The evidence that the menopause disrupts sleep is strong and consistent. For treatment, CBT-I scores highest: multiple guidelines cite it as the first choice. Hormone therapy and prolonged-release melatonin have a reasonable evidence base but require an individual assessment with a doctor. Dietary interventions have not yet been studied sufficiently to base concrete recommendations on them.
Sleep problems are among the most common and troublesome complaints of the menopause. Changes in sleep can occur as early as perimenopause, and nearly nine in ten women consult a healthcare provider about menopausal symptoms, with sleep being a frequently cited reason. The issues involved include difficulty falling asleep, staying asleep, or waking up too early.
A major culprit is hot flushes and night sweats: these wake women in the middle of the night and fragment their sleep. Yet those vasomotor symptoms do not explain everything. Hormonal changes, psychological factors, and broader social circumstances also play a role. On top of that, simply getting older is a factor: objective sleep research shows that it can sometimes be difficult to determine how much of the deterioration in sleep is due purely to the menopause and how much to ageing in general. Depressed mood and anxiety make the picture worse: they are associated with both poorer sleep and more severe hot flushes, and those three factors influence one another in turn.
The treatment with the strongest evidence base is cognitive behavioural therapy for insomnia, abbreviated CBT-I. This is a structured approach in which a therapist helps to change sleep habits and negative thoughts about sleep. CBT-I is the first-line treatment for insomnia in menopausal women, regardless of whether hot flushes or mood complaints are also present. It should therefore be preferred over medication as a first step.
Hormone therapy helps with sleep complaints, particularly when hot flushes and night sweats dominate the sleep disturbance: by dampening those, sleep also improves.
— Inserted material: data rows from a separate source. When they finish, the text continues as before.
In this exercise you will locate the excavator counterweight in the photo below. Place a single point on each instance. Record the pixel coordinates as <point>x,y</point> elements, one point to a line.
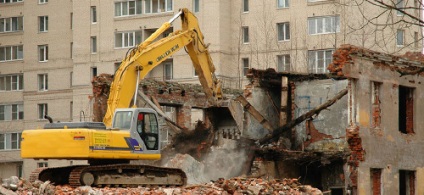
<point>127,133</point>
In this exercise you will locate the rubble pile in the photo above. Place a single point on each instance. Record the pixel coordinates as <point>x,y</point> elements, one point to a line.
<point>101,86</point>
<point>237,185</point>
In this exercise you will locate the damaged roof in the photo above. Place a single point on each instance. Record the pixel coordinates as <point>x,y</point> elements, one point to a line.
<point>410,63</point>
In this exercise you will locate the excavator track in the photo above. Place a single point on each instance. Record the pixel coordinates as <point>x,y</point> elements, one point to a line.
<point>111,175</point>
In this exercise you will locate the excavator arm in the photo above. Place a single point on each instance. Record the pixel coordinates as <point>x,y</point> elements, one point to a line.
<point>149,54</point>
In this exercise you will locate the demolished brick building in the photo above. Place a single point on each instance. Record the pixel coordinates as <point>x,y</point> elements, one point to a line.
<point>365,141</point>
<point>369,141</point>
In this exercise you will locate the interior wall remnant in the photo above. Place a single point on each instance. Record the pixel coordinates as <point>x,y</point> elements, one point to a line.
<point>196,115</point>
<point>406,182</point>
<point>328,126</point>
<point>376,104</point>
<point>376,181</point>
<point>357,154</point>
<point>406,110</point>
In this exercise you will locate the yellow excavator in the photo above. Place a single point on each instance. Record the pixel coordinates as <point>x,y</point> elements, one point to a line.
<point>126,133</point>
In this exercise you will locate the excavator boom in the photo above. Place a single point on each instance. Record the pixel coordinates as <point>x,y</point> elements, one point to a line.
<point>127,133</point>
<point>149,54</point>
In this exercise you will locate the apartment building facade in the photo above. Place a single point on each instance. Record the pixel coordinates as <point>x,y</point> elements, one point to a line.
<point>50,50</point>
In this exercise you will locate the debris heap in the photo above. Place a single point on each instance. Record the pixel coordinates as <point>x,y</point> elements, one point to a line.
<point>237,185</point>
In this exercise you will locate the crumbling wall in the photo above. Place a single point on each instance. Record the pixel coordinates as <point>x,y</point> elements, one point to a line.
<point>101,89</point>
<point>374,134</point>
<point>325,131</point>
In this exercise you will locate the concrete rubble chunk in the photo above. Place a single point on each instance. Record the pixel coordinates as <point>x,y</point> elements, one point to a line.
<point>235,185</point>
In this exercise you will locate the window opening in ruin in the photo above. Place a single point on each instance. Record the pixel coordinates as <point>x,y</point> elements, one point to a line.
<point>352,107</point>
<point>283,63</point>
<point>245,30</point>
<point>93,72</point>
<point>376,184</point>
<point>245,6</point>
<point>406,110</point>
<point>337,191</point>
<point>375,104</point>
<point>406,182</point>
<point>19,169</point>
<point>196,115</point>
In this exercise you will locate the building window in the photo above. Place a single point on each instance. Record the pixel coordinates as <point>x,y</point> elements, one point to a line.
<point>282,3</point>
<point>19,170</point>
<point>318,60</point>
<point>400,6</point>
<point>416,42</point>
<point>42,164</point>
<point>43,53</point>
<point>11,112</point>
<point>93,41</point>
<point>71,79</point>
<point>11,53</point>
<point>93,14</point>
<point>375,104</point>
<point>406,110</point>
<point>10,141</point>
<point>10,1</point>
<point>116,65</point>
<point>158,6</point>
<point>283,31</point>
<point>283,63</point>
<point>246,66</point>
<point>43,82</point>
<point>42,111</point>
<point>93,72</point>
<point>71,110</point>
<point>196,5</point>
<point>168,71</point>
<point>43,23</point>
<point>128,8</point>
<point>324,25</point>
<point>12,24</point>
<point>245,31</point>
<point>11,82</point>
<point>127,39</point>
<point>399,37</point>
<point>407,182</point>
<point>245,5</point>
<point>72,20</point>
<point>376,183</point>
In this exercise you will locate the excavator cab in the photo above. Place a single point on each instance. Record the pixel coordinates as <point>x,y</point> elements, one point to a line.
<point>143,126</point>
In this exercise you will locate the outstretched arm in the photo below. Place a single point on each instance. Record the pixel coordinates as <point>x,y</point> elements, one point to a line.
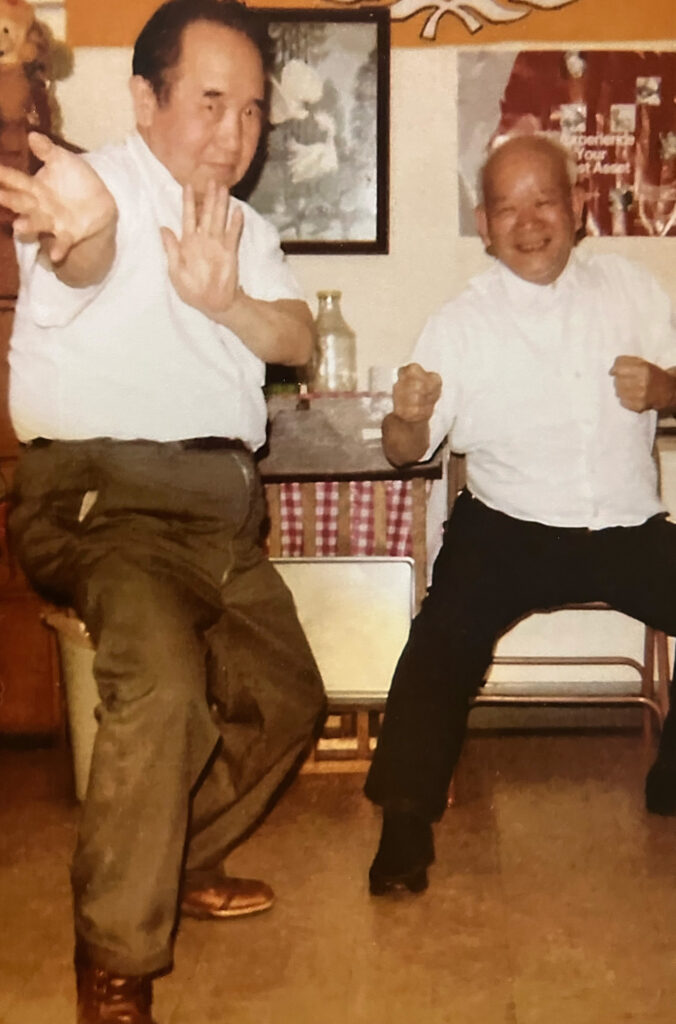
<point>204,269</point>
<point>67,208</point>
<point>641,385</point>
<point>406,429</point>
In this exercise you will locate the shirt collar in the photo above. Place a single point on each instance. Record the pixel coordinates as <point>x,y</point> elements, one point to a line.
<point>531,296</point>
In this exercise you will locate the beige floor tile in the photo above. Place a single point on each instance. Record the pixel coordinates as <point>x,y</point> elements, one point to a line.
<point>552,901</point>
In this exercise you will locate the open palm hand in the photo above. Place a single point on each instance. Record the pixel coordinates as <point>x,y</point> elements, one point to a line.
<point>64,204</point>
<point>203,263</point>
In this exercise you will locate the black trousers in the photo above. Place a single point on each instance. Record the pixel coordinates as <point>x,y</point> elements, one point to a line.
<point>493,569</point>
<point>209,692</point>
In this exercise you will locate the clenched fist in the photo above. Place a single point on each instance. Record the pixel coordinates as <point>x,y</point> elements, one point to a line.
<point>640,385</point>
<point>415,393</point>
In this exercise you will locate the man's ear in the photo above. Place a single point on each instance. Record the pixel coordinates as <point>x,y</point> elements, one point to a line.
<point>481,222</point>
<point>578,204</point>
<point>143,99</point>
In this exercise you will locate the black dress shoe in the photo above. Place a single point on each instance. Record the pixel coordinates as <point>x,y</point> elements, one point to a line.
<point>108,997</point>
<point>406,850</point>
<point>661,788</point>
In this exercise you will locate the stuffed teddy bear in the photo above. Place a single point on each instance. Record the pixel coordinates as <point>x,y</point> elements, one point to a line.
<point>24,100</point>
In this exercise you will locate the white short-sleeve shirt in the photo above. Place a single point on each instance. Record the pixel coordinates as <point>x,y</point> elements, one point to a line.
<point>527,392</point>
<point>128,358</point>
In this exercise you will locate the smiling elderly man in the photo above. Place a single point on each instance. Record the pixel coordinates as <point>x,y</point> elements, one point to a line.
<point>150,303</point>
<point>547,371</point>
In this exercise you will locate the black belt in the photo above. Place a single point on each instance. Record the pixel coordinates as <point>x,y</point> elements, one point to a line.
<point>188,444</point>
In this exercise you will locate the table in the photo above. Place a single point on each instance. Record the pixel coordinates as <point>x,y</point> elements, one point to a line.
<point>334,441</point>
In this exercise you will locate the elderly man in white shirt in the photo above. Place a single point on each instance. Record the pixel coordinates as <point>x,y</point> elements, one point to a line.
<point>548,371</point>
<point>150,303</point>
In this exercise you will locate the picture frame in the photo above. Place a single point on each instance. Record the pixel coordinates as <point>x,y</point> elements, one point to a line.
<point>322,175</point>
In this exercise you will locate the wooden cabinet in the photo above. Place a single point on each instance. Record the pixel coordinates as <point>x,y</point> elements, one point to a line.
<point>30,700</point>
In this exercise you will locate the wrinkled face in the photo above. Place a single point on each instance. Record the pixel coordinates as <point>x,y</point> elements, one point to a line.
<point>530,215</point>
<point>208,127</point>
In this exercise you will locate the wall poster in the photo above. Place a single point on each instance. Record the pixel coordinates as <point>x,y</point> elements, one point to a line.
<point>616,110</point>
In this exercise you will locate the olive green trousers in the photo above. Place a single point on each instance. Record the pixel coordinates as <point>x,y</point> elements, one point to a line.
<point>209,692</point>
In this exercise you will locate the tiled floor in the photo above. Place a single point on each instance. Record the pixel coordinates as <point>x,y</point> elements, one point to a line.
<point>552,901</point>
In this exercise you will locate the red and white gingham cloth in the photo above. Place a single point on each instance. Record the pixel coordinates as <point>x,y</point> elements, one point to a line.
<point>398,503</point>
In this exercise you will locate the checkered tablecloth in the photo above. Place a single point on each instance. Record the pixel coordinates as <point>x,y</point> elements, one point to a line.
<point>398,511</point>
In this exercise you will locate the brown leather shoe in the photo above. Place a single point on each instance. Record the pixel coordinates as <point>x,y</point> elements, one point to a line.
<point>104,997</point>
<point>226,897</point>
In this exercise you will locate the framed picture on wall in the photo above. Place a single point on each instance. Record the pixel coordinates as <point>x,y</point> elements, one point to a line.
<point>322,176</point>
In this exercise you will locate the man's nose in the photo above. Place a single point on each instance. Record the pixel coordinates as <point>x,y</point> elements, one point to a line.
<point>527,215</point>
<point>228,131</point>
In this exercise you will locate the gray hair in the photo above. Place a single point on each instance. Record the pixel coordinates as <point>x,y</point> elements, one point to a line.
<point>542,140</point>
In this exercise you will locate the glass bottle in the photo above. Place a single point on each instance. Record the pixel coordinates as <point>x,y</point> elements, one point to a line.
<point>334,364</point>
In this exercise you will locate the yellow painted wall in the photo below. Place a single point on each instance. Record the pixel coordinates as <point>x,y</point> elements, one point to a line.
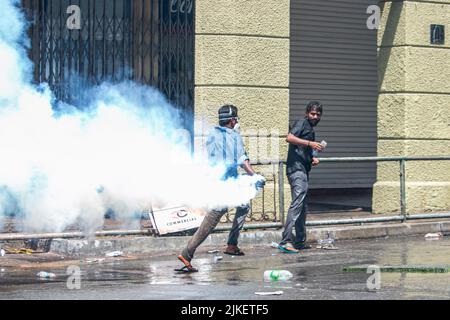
<point>242,58</point>
<point>413,106</point>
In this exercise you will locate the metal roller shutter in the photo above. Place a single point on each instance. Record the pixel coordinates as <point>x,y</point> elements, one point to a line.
<point>334,60</point>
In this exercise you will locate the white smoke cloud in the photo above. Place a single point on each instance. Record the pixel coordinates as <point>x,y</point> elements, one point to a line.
<point>120,153</point>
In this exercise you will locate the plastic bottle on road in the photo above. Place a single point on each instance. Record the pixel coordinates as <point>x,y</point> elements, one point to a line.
<point>46,275</point>
<point>277,275</point>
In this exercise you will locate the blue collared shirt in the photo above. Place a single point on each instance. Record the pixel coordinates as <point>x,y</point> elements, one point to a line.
<point>225,146</point>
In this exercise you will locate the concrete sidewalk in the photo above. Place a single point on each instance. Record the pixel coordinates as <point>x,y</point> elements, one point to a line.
<point>161,245</point>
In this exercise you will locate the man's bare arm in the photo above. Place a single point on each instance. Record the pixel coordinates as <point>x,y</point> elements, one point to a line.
<point>306,143</point>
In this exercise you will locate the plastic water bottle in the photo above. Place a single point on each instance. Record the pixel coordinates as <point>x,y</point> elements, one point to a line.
<point>46,275</point>
<point>277,275</point>
<point>316,153</point>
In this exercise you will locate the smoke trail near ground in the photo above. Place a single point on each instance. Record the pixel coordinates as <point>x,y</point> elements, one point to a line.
<point>121,152</point>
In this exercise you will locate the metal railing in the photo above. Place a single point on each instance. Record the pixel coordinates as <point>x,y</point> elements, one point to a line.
<point>403,217</point>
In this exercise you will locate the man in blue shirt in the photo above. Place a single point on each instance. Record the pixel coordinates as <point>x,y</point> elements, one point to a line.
<point>224,146</point>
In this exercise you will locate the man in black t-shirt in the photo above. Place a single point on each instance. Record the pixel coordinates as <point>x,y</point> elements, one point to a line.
<point>299,162</point>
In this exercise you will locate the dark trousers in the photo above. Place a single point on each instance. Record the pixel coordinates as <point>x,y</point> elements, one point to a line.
<point>296,216</point>
<point>208,224</point>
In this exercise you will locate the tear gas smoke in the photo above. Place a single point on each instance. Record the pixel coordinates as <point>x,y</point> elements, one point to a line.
<point>121,152</point>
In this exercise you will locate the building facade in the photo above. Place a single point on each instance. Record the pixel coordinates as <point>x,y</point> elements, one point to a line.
<point>376,66</point>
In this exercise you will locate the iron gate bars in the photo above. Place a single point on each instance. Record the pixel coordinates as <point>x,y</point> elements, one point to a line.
<point>147,41</point>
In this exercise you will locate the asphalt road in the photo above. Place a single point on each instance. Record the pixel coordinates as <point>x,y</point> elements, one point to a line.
<point>317,273</point>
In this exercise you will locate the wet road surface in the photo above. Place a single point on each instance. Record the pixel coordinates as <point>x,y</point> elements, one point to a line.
<point>317,275</point>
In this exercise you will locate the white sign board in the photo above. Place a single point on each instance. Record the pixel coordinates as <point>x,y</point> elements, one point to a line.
<point>171,220</point>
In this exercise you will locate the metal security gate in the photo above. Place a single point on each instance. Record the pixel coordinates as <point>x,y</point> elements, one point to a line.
<point>334,60</point>
<point>86,42</point>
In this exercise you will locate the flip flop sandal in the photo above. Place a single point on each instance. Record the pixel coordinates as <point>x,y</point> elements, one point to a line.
<point>188,268</point>
<point>238,252</point>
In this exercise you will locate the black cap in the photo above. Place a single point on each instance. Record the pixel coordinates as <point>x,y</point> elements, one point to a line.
<point>227,112</point>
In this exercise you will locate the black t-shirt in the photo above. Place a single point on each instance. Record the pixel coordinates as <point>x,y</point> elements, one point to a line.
<point>300,157</point>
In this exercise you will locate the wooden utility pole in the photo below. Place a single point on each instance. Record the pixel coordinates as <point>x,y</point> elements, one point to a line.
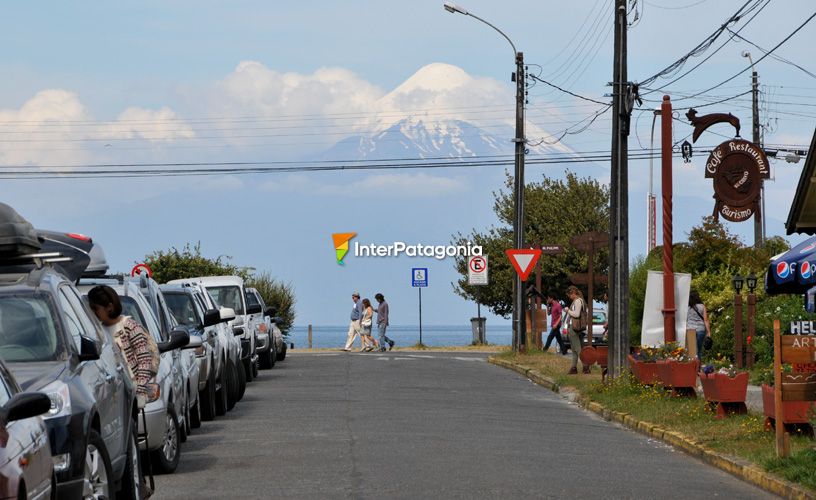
<point>619,204</point>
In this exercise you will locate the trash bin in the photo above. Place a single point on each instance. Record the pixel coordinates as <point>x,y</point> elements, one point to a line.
<point>478,326</point>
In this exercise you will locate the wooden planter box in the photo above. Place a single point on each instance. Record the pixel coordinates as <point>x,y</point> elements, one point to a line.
<point>725,394</point>
<point>645,372</point>
<point>793,412</point>
<point>680,377</point>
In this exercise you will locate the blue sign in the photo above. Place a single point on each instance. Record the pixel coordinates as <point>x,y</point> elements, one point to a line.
<point>419,277</point>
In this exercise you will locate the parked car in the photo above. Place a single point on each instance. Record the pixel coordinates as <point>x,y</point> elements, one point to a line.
<point>53,344</point>
<point>186,358</point>
<point>228,291</point>
<point>598,322</point>
<point>261,322</point>
<point>188,308</point>
<point>233,378</point>
<point>163,414</point>
<point>26,466</point>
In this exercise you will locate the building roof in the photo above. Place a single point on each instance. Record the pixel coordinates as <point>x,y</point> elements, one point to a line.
<point>802,216</point>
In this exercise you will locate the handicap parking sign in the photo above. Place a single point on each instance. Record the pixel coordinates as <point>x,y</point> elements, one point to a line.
<point>419,277</point>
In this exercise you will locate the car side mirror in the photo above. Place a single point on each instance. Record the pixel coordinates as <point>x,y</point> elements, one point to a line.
<point>254,309</point>
<point>212,317</point>
<point>27,405</point>
<point>178,338</point>
<point>227,314</point>
<point>194,343</point>
<point>88,349</point>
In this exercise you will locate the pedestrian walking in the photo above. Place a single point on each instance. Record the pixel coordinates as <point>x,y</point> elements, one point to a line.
<point>697,319</point>
<point>577,317</point>
<point>366,323</point>
<point>354,324</point>
<point>382,322</point>
<point>555,323</point>
<point>136,345</point>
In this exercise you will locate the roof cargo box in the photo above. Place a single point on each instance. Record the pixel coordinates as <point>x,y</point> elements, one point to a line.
<point>17,235</point>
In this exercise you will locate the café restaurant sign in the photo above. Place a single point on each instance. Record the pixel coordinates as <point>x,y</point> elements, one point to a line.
<point>737,168</point>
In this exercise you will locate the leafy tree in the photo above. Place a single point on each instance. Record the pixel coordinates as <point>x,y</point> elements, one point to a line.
<point>713,255</point>
<point>189,262</point>
<point>278,295</point>
<point>555,210</point>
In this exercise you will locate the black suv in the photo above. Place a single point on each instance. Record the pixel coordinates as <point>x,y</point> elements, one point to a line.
<point>53,344</point>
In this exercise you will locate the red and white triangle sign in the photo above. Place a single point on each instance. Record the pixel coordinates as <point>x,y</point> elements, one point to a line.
<point>523,260</point>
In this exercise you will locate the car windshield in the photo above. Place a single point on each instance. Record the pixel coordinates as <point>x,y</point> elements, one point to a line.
<point>27,329</point>
<point>227,296</point>
<point>182,307</point>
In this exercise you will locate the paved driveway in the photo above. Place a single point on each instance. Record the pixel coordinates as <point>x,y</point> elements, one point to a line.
<point>438,425</point>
However, hormone therapy is not suitable for every woman, and the benefits must be weighed against risks, such as a slightly increased risk of certain conditions. This is a consideration to work through with a doctor. A newer option is neurokinin B antagonists (of which fezolinetant is the best-known example): a new class of medications that recently showed positive results for sleep problems around the menopause, but for which long-term data are still lacking.
For women aged 55 and older with insomnia, guidelines cite prolonged-release melatonin as the first choice for pharmacological treatment. This agent has good tolerability and improves both sleep and daily functioning. Certain antidepressants can also help with sleep problems, but are most relevant when depression or anxiety is present at the same time, and the evidence for this is not straightforward. Finally, there is interest in dietary interventions such as tryptophan-rich foods or tart cherry juice: more than half of the studies examined reported an improvement in subjectively experienced sleep quality, but the methodological quality of this research was generally low and the studies are difficult to compare with one another. Firm recommendations for specific foods cannot yet be made.
Based on four reviews/guidelines (PMID 39820156, 26653408, 30098758, 32880197), an RCT context relating to HT (PMID 31466381), and a systematic review on nutrition (PMID 37695299). The strongest claims about CBT-I and the relationship between menopause and sleep come from multiple guidelines and reviews; the evidence for newer agents such as fezolinetant and for dietary interventions is more limited.